Précision importante, la CEDH n’est en rien un mécanisme lié à l’Union européenne mais un accord librement conclu par 47 États européens. Cette Convention permet aux individus victimes de discrimination d’accéder à une ultime voie de recours : la Cour européenne des droits de l’homme. La Suisse, qui y a adhéré de son plein gré dans les années 1970, est parfois condamnée par ces prétendus « juges étrangers ». Mais tous les autres pays le sont également, et notamment par des juges suisses3. Dans quel but cette Cour opère-t-elle ? Garantir le respect des droits humains partout en Europe car aucun État n’est au-dessus de tout soupçon en la matière, pas même la Suisse. En ce sens, la CEDH nous protège et nous offre une garantie supplémentaire du respect de nos droits fondamentaux.

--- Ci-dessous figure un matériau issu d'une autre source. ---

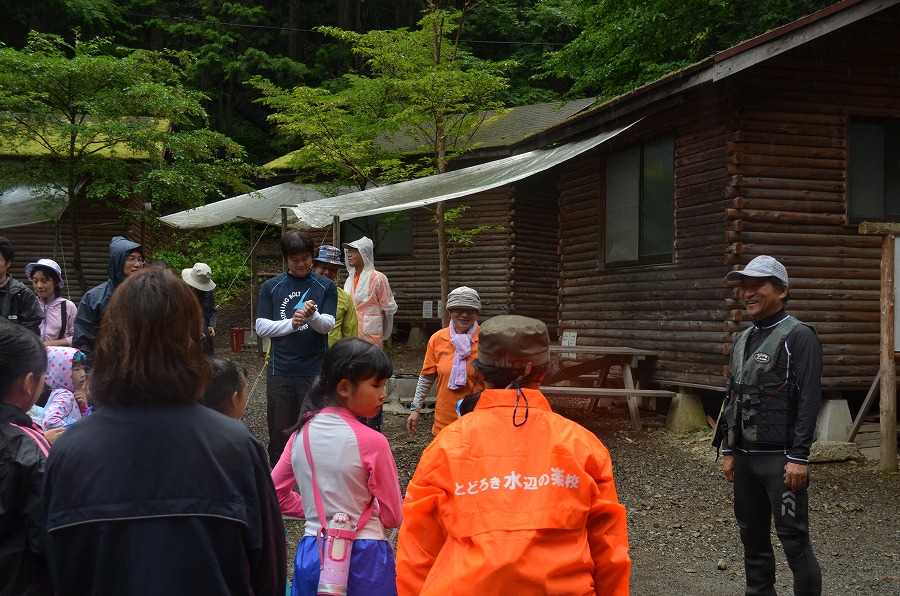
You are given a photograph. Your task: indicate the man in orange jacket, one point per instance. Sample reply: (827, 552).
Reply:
(512, 498)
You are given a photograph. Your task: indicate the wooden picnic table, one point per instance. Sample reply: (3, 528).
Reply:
(599, 360)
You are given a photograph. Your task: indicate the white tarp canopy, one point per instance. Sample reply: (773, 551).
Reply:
(440, 187)
(26, 205)
(263, 206)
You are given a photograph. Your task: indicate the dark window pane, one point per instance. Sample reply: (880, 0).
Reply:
(623, 185)
(658, 204)
(892, 171)
(866, 171)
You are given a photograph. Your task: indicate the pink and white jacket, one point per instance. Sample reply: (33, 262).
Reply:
(353, 464)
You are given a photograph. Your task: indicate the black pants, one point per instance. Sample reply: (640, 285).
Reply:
(284, 398)
(759, 495)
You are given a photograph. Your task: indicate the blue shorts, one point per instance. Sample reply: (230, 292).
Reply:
(373, 571)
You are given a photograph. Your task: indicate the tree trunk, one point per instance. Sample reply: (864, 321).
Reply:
(76, 240)
(443, 259)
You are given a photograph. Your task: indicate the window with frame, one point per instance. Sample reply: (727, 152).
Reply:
(874, 171)
(640, 203)
(392, 233)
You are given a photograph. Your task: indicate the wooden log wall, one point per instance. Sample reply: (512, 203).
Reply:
(760, 168)
(534, 263)
(47, 240)
(789, 185)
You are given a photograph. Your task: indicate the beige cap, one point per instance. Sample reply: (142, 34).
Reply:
(464, 297)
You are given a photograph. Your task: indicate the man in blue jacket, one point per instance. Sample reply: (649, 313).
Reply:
(767, 426)
(125, 257)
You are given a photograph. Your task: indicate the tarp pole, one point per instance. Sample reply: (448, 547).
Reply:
(253, 288)
(283, 232)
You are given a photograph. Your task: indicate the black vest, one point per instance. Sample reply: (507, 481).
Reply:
(765, 403)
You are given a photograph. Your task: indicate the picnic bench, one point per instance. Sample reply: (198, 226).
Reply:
(593, 366)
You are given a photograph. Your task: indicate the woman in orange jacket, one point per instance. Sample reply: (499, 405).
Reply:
(448, 357)
(512, 498)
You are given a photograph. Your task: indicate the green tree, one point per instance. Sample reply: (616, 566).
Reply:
(624, 44)
(99, 124)
(420, 84)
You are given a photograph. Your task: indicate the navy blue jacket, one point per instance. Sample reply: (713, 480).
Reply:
(157, 499)
(94, 301)
(23, 569)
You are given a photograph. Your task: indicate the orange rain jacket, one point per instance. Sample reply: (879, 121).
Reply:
(498, 509)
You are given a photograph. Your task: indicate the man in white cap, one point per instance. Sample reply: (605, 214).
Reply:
(327, 264)
(772, 400)
(199, 277)
(18, 304)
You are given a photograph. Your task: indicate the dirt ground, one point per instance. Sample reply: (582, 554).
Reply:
(682, 533)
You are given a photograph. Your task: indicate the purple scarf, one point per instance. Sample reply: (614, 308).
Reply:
(463, 343)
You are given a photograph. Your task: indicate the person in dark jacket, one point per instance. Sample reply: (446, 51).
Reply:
(125, 258)
(767, 426)
(18, 304)
(23, 456)
(154, 493)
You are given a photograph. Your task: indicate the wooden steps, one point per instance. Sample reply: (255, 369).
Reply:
(868, 438)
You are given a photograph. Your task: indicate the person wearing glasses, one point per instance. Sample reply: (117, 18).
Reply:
(125, 258)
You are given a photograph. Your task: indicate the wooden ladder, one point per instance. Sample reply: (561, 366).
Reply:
(866, 432)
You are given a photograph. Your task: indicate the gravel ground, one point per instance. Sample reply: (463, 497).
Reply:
(681, 530)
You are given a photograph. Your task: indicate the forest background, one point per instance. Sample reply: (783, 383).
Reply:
(547, 50)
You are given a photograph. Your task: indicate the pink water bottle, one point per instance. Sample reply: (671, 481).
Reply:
(336, 561)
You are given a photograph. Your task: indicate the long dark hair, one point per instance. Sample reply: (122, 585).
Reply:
(352, 359)
(21, 352)
(148, 348)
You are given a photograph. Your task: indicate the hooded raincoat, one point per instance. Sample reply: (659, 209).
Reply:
(372, 296)
(62, 407)
(495, 508)
(94, 301)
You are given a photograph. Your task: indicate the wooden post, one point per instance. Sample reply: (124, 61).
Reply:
(888, 411)
(888, 369)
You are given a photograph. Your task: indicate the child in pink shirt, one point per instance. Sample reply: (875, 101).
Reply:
(354, 469)
(66, 376)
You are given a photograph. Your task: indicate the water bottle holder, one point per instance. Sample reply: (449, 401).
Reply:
(341, 533)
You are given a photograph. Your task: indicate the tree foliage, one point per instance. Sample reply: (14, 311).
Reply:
(419, 83)
(101, 123)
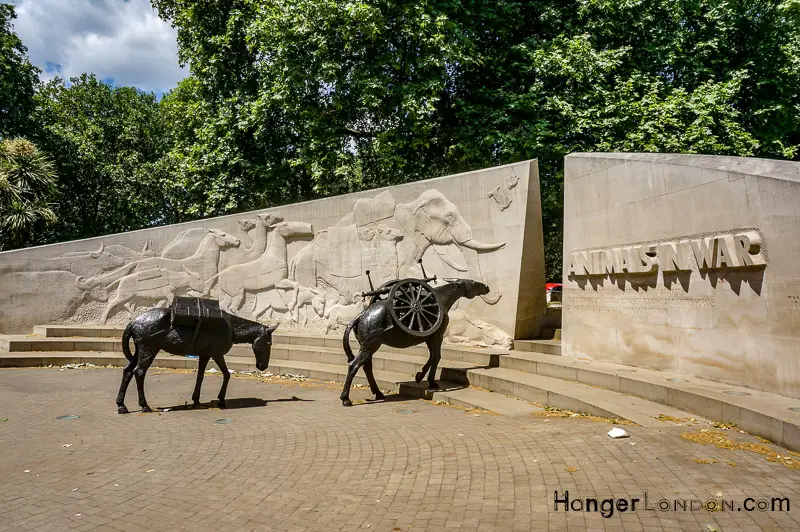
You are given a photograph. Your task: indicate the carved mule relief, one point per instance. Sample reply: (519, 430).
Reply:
(82, 263)
(262, 273)
(336, 260)
(158, 280)
(260, 229)
(289, 298)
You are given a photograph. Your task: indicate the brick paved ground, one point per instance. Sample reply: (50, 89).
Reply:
(314, 465)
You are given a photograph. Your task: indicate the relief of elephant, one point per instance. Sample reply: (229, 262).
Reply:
(261, 274)
(429, 220)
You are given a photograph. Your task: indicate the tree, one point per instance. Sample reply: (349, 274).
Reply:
(297, 98)
(108, 145)
(17, 79)
(27, 186)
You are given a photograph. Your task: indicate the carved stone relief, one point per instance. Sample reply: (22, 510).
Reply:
(466, 329)
(500, 192)
(251, 274)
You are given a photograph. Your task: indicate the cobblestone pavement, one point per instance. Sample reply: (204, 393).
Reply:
(310, 464)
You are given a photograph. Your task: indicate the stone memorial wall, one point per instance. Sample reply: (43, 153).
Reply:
(303, 265)
(685, 263)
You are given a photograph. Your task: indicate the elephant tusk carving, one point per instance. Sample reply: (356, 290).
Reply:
(480, 246)
(492, 299)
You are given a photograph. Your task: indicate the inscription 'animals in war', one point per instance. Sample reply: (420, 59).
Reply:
(731, 250)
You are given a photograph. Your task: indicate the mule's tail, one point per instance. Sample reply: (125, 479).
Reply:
(346, 338)
(126, 336)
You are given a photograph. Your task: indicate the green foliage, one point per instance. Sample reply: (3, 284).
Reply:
(108, 143)
(17, 79)
(27, 185)
(293, 98)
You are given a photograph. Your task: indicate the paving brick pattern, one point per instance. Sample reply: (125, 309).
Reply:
(311, 464)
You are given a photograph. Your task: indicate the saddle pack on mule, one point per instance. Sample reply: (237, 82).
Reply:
(196, 312)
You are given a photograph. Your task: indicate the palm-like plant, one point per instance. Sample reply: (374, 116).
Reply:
(27, 182)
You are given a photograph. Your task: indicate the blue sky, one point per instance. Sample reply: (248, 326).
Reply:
(121, 41)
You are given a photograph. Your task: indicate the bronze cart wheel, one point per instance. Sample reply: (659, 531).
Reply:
(414, 307)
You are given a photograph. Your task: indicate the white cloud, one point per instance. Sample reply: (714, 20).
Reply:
(119, 40)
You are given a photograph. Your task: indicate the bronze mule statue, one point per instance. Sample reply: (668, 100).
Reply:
(375, 326)
(210, 335)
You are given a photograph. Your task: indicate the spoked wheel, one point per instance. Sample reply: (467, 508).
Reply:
(414, 307)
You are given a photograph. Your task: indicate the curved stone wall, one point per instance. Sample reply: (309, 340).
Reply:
(303, 265)
(685, 263)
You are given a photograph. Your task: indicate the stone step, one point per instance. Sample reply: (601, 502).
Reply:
(18, 343)
(485, 400)
(549, 347)
(572, 396)
(92, 331)
(761, 413)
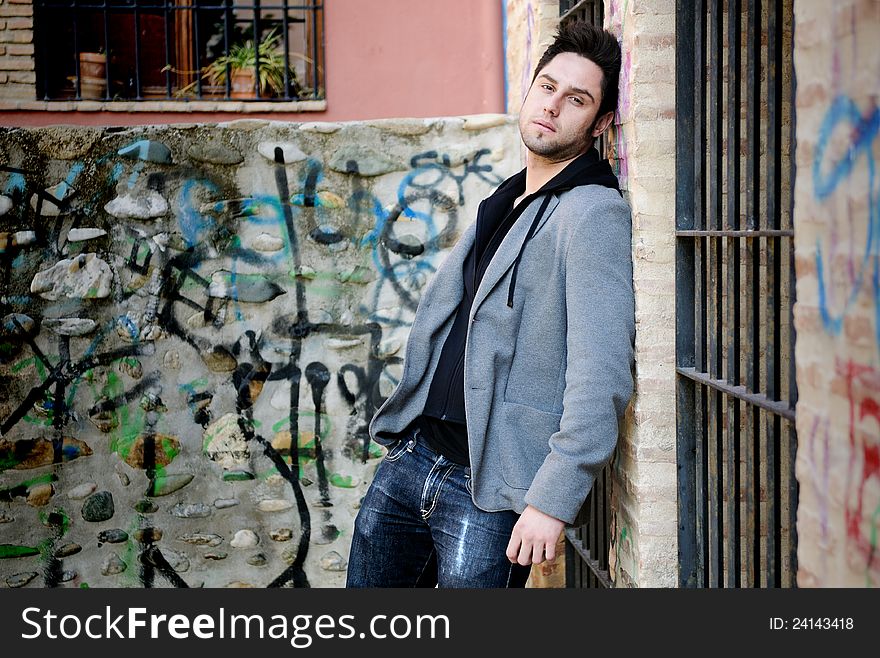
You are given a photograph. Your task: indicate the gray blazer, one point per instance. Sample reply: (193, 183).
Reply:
(547, 380)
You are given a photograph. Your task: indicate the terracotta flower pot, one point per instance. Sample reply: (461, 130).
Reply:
(93, 65)
(243, 83)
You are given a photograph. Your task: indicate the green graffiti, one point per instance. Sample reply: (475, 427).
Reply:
(62, 524)
(343, 482)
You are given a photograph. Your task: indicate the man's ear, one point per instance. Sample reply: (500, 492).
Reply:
(602, 124)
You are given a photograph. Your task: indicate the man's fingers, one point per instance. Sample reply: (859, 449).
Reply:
(513, 547)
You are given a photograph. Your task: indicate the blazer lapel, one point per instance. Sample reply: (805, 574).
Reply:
(509, 248)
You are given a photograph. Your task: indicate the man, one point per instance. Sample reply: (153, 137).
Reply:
(519, 361)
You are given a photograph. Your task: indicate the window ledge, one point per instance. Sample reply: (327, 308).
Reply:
(249, 107)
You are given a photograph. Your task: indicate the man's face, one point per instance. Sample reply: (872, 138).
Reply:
(558, 120)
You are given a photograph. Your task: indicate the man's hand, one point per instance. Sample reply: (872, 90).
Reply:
(534, 537)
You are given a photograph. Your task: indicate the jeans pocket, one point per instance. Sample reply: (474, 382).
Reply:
(396, 450)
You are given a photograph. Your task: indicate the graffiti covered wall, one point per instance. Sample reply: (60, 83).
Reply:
(837, 313)
(198, 323)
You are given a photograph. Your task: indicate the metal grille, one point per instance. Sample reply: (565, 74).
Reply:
(178, 50)
(736, 389)
(588, 541)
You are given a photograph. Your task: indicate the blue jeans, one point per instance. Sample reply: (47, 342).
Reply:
(418, 527)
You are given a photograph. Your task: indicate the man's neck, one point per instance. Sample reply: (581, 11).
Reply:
(539, 171)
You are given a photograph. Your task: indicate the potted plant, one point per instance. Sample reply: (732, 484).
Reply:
(241, 62)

Sécurité juridique, prévisibilité, garantie des droits fondamentaux, voici quelques-uns des bénéfices apportés par le droit international. En renversant la hiérarchie des normes juridiques, l’UDC ne renforce pas la souveraineté nationale mais l’affaiblit considérablement en laissant la Suisse à la merci des grandes puissances. En ouvrant la porte à la violation des traités internationaux ratifiés par la Suisse, l’UDC fragilise notre pays en le faisant passer pour un partenaire peu fiable. Enfin, en prétendant renforcer la démocratie suisse, l’UDC s’attaque aux mécanismes protégeant les droits fondamentaux des habitantes et habitants de notre pays.

Il est sain de questionner nos acquis mais il faut le faire en toute transparence. Finalement, voulons-nous sortir de la CEDH ? Faut-il quitter de Schengen ? Que l’UDC sorte du bois et joue franc jeu4 ! Qu’elle nous pose les vraies questions, concrètes. Respecter le peuple, c’est aussi lui demander clairement ce qu’il veut et ne pas se cacher derrière une vague notion d’autodétermination.

 


Références:

1. Les Suisses ont d’ailleurs préalablement refusé l’accession du pays à l’ONU. https://www.swissinfo.ch/fre/politique/suisse-onu–une-longue-histoire—/2913570

2. Plus d’information sur cet accord bilatéral sur le transport aérien: https://www.eda.admin.ch/dea/fr/home/bilaterale-abkommen/ueberblick/bilaterale-abkommen-1/luftverkehr.html

3. Composition de la Cour (CEDH): https://www.echr.coe.int/Pages/home.aspx?p=court/judges&c=fre

4. Le vote sur l’immigration de masse est un parfait exemple de la stratégie UDC. Il s’agit de formuler une question simple qui semble découler du bon sens. En effet, personne ne souhaite une “immigration de masse” ou encore des “juges étrangers”. Pourtant, les conséquences sont bien plus complexes que ne le laisse entendre l’intitulé de l’initiative. La mise en œuvre du votre du 9 février 2014 a, par exemple, remis en cause des collaborations bien établies et avantageuse pour la Suisse. Notre participation au programme Erasmus, aux programmes de recherche européens mais aussi la distribution des films suisses en Europe ont été remis en cause. Il s’agit de bien plus que des immigrés de masse. Une fois de plus, la question doit être claire pour permettre un choix.